Hace unos días se publicó en las páginas de un diario nacional una interesante información titulada “El espacio público que roba la inseguridad”, en el que se mostraba la relación directa entre la creciente inseguridad ciudadana y el constante desperfecto de los espacios públicos. Consecuencia y causas fueron analizadas por periodistas y llevadas a la mesa de los cinco candidatos presidenciables (de los cuales cuatro atendieron la solicitud).
Entre las respuestas que aparecen en el texto abundan los rodeos, las divagaciones, las respuestas vacías, la ausencia de estudio y análisis y quizá hasta visión y conciencia del problema. Tan sólo un ligero guiño hacia la mejora en la limpieza y el alumbrado, y el aumento del patrullaje policial. Una vez más, las respuestas sonaron más a excusa que a solución.
Como muchos otros, el problema de la inseguridad ciudadana debe de ser atajado por medio de políticas integrales que signifiquen cambios en los hábitos de vida de los ciudadanos de nuestro país. Dentro del equipo técnico de Metrovía (proyecto de Transporte Público Colectivo del Gobierno de Nicaragua con el apoyo de la Alcaldía de Managua) estamos siendo conscientes de que la mayor parte de los problemas que afectan a nuestros conciudadanos sólo serán solucionados por medio de una mano férrea a la que no le tiemble el pulso y que ante todo ponga sobre la mesa los intereses de la población.
En materia de transporte, tenemos que reconocer las carencias de nuestro sistema de transporte público colectivo capitalino y los efímeros esfuerzos que se hacen para solucionarlo.
Nos volvemos a encontrar con que los que tienen la capacidad para decidir, para resolver los defectos que tiene nuestra sociedad, temen más el costo político y a la hipoteca futura de su carrera política o administrativa, a costa del gran beneficio social. Es decir, en Nicaragua y sus municipios se gobierna con miedo, miedo a hacer las cosas bien.
A los gobiernos, en muchos países del mundo, se les cataloga como buenos o malos atendiendo a la valoración que el ciudadano y la opinión pública tienen de sus obras. En Nicaragua, echando un vistazo a la historia reciente, sólo se les puede catalogar como mediocres (a consecuencia de la falta de coordinación entre los poderes esto nos conlleva ala falta de poder de decisiones), ya que los que salen como buenos en verdad nunca lo fueron y los que salen como malos nunca se dieron cuenta de los errores que cometían con la intención de cambiarlos.
Si el proyecto del cambio del transporte público colectivo que defiende Metrovía para el Departamento de Managua, podrá ser bueno o malo, sólo el tiempo lo dirá, pero nunca podrá ser catalogado como mediocre, ni podrá decirse que su equipo trabajó con miedo al costo político que este proyecto pudiera provocar a sus miembros y/o colaboradores.

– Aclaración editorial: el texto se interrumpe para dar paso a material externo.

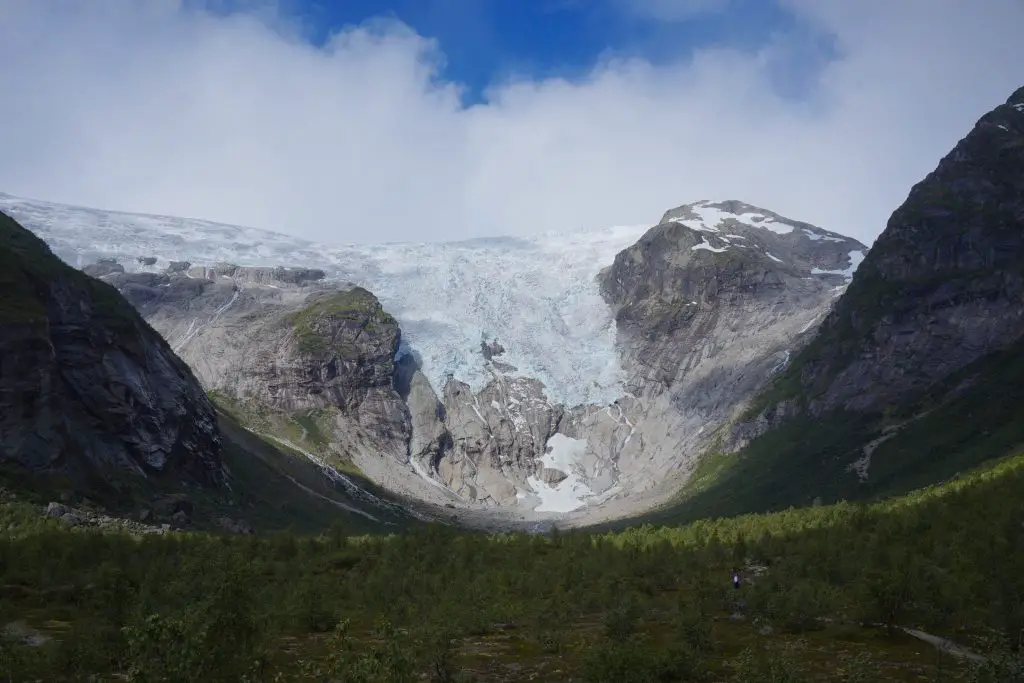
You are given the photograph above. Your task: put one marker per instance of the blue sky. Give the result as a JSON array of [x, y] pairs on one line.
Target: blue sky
[[333, 121], [487, 41]]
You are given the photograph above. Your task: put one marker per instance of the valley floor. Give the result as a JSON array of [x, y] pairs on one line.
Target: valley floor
[[646, 604]]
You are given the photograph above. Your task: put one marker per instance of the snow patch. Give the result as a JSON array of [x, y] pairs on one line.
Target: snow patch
[[706, 246], [537, 295], [815, 237], [856, 257], [570, 493]]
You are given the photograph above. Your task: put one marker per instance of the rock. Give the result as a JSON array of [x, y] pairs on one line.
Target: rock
[[102, 267], [178, 266], [491, 349], [55, 510], [180, 519], [235, 525], [948, 270], [552, 476], [171, 505], [88, 386], [72, 519]]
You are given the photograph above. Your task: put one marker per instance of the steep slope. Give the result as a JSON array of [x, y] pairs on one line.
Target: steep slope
[[94, 402], [915, 374], [307, 363], [87, 388], [561, 376], [710, 304]]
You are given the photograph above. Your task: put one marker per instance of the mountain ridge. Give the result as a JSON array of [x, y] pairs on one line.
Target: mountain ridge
[[494, 433]]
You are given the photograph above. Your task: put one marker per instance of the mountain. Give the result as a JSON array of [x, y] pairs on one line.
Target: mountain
[[914, 375], [94, 403], [88, 389], [567, 376]]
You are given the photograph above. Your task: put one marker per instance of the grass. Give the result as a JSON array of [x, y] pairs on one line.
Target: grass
[[312, 324], [648, 604], [972, 417]]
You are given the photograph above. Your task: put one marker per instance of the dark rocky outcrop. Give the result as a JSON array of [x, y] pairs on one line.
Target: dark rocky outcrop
[[942, 287], [87, 387], [102, 267]]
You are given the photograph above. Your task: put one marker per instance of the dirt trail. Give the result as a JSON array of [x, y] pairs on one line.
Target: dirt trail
[[944, 645]]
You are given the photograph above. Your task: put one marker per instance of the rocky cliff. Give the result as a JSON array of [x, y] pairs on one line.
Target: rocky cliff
[[914, 374], [87, 388], [708, 305], [943, 285]]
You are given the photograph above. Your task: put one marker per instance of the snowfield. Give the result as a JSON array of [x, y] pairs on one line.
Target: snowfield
[[538, 296]]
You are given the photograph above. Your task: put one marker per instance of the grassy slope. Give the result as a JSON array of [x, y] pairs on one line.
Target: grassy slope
[[262, 474], [645, 605], [807, 459]]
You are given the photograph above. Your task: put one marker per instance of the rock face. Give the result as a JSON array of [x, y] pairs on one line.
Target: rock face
[[87, 388], [280, 340], [942, 287], [708, 304]]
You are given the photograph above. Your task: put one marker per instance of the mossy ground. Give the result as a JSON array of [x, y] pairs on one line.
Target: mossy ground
[[647, 604]]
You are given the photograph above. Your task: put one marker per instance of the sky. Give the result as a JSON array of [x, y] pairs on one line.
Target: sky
[[361, 121]]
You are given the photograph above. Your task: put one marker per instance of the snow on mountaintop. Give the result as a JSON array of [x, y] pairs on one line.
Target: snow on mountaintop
[[719, 222], [708, 215], [537, 295]]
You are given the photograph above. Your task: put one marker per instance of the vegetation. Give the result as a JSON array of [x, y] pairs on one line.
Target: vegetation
[[974, 416], [825, 591], [312, 324]]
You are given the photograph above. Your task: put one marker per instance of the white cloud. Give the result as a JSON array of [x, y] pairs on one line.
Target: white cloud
[[153, 108]]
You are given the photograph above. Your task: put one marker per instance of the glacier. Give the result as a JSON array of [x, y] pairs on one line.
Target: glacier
[[537, 295]]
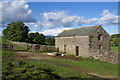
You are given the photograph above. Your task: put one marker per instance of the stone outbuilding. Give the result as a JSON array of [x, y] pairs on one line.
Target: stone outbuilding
[[83, 41]]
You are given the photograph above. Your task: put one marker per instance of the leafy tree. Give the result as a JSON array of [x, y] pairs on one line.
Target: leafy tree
[[36, 38], [50, 41], [16, 31]]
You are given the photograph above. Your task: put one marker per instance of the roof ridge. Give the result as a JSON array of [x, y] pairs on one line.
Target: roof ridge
[[82, 28]]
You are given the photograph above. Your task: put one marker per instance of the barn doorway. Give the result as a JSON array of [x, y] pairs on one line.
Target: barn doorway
[[64, 48], [77, 50]]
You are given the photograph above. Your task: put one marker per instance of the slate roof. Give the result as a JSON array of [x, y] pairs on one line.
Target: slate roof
[[85, 31]]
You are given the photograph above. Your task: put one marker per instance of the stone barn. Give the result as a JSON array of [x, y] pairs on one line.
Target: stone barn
[[83, 41]]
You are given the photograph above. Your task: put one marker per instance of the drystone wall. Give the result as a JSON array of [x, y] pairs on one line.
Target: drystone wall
[[69, 44], [106, 56], [35, 47], [6, 46]]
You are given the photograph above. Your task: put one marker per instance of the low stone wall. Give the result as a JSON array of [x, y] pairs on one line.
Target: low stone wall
[[6, 46], [106, 56], [35, 47]]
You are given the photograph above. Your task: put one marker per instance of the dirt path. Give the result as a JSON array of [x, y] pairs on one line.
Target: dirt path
[[42, 57]]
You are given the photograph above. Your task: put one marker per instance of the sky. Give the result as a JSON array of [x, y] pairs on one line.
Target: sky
[[51, 18]]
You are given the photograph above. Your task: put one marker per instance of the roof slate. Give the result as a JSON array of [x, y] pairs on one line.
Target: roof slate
[[85, 31]]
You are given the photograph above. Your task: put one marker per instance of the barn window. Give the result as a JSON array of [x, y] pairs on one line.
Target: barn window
[[100, 37], [100, 46]]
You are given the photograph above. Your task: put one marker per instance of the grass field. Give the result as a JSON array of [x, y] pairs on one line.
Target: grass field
[[30, 68], [115, 49], [54, 68], [92, 65]]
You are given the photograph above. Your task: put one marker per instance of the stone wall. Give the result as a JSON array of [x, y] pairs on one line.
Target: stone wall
[[103, 43], [69, 44], [6, 46], [106, 56]]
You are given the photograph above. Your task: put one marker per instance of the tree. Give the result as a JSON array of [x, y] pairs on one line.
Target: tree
[[50, 41], [16, 31], [36, 38]]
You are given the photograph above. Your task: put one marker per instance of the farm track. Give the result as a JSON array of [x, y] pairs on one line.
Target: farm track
[[36, 56]]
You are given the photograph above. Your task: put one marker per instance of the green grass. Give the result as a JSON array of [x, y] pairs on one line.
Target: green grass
[[35, 69], [61, 71], [4, 41], [95, 66], [115, 49]]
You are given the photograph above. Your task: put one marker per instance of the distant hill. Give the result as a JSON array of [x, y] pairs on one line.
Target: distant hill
[[46, 37]]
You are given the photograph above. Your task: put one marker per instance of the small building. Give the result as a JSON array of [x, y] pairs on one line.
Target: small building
[[83, 41]]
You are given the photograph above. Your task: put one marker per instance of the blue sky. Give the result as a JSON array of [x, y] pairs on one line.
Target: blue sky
[[51, 18]]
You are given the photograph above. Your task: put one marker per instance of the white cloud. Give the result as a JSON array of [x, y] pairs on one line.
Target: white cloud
[[61, 19], [108, 18], [16, 11]]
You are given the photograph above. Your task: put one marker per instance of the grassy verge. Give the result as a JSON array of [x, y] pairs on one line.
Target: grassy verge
[[35, 69], [115, 49], [95, 66], [4, 41]]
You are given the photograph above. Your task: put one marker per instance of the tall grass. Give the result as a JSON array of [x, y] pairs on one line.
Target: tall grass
[[95, 66]]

Metrovía es un proyecto de transporte en el que todos ganan. Los usuarios, porque por fin podrán disfrutar de un servicio público de primer orden que los transporte como personas, no como ganado. Los gobiernos municipal y nacional, porque dejarán de depender tanto como dependen ahora de las alzas del combustible. Los transportistas, porque se convertirán en empresarios de pro, con todas las ventajas que esto supone en un país como Nicaragua. Y los ciudadanos en general, porque comenzarán a disfrutar de una ciudad más ordenada, más limpia, más habitable, con ciclovías, aceras y pasos elevados construidos exclusivamente para disfrute del ciudadano.
Tras analizar y escribir todo esto me pregunto: ¿Todavía alguien puede pensar en el costo político ante un proyecto tan beneficioso como Metrovía?